The implementation of the pbkdf2 function is a lot slower on WSL. But in windows it was quick.

As I was writing it, I tried it again after compiling with -OReleaseSafe flag and it was much better. It’s still weird that it was fast in windows even on debug mode.

const std = @import("std");

const salt_length = 32;
const key_length = 32;

const rounds = 100_000;
const Prf = std.crypto.auth.hmac.sha2.HmacSha256;

pub fn main() !void {
    const passphrase = "qweqwweqwe";

    var salt: [salt_length]u8 = .{
        53,  24,  168, 223,
        200, 253, 14,  108,
        197, 188, 12,  72,
        30,  157, 106, 216,
        16,  110, 217, 240,
        222, 194, 23,  82,
        112, 162, 164, 149,
        235, 129, 74,  125,
    };

    var key: [key_length]u8 = undefined;

    try std.crypto.pwhash.pbkdf2(&key, passphrase, &salt, rounds, Prf);

    std.debug.print("{any}\n", .{key});
}

and the C version was much faster on the same platform without any optimizations

#include <gnutls/crypto.h>
#include <gnutls/gnutls.h>
#include <stdio.h>

#define salt_length 32
#define key_length 32

#define rounds 100000

int
main (void)
{
  gnutls_datum_t passphrase = {
    .data = "qweqwweqwe",
    .size = 10,
  };

  gnutls_datum_t salt = {
    .data = (unsigned char[salt_length]){
        53,  24,  168, 223,
        200, 253, 14,  108,
        197, 188, 12,  72,
        30,  157, 106, 216,
        16,  110, 217, 240,
        222, 194, 23,  82,
        112, 162, 164, 149,
        235, 129, 74,  125,
    },
    .size = salt_length,
  };

  gnutls_datum_t key = {
    .data = (unsigned char[key_length]){ 0 },
    .size = key_length,
  };

  gnutls_pbkdf2 (GNUTLS_MAC_SHA256, &passphrase, &salt, rounds, key.data,
                 key.size);

  for (size_t i = 0; i < key.size; i++)
    {
      printf ("%hhu ", key.data[i]);
    }

  putchar ('\n');

  return 0;
}

btw, I’m not sure if these are the same algorithms. The keys it generated were the same.

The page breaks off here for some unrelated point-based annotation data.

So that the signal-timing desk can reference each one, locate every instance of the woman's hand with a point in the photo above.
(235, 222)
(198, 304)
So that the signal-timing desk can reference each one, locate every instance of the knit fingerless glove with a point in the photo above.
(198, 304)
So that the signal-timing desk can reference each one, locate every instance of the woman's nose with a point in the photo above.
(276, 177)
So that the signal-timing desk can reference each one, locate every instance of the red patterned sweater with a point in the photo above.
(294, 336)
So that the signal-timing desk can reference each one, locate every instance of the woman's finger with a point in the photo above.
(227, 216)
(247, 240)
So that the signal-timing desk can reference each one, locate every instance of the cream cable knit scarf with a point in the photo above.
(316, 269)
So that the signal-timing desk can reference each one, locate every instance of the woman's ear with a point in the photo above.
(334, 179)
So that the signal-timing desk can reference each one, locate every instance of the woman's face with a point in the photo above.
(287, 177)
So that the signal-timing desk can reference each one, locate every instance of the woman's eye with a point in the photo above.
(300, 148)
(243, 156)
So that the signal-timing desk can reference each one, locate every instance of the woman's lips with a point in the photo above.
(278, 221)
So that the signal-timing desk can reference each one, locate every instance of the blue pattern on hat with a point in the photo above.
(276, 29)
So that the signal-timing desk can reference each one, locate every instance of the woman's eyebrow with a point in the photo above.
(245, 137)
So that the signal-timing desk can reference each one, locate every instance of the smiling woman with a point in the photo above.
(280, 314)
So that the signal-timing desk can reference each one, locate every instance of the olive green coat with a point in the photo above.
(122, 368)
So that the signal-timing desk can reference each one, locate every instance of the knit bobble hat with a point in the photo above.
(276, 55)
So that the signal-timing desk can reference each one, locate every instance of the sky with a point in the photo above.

Pbkdf2, HMAC and Sha-256 are pure computations. Since they run in the same CPU they must take the same time.

How do you measure it?
Also note that WSL clock can be unreliable and WSL process may run in a different less performant CPU or with smaller frequency.

1 Like

I didn’t really measure it. It just took like 5 seconds. While the C version was instant. It’s much better in release mode though, so there’s nothing to complain

Another reason for the performance difference between windows (native target) and wsl (cross compile target) might be using -mcpu=native vs -mcpu=baseline.
When you don’t use the -target flag, the default cpu is native that means everything is enabled for you cpu (e.g. SMD), otherwise it is baseline that means assuming a really old cpu.

Sorry for the late reply. The reason why I posted this is that the C version was much faster even on WSL. Now I think maybe it’s because the gnutls library is already optimized and zig version was built in debug mode.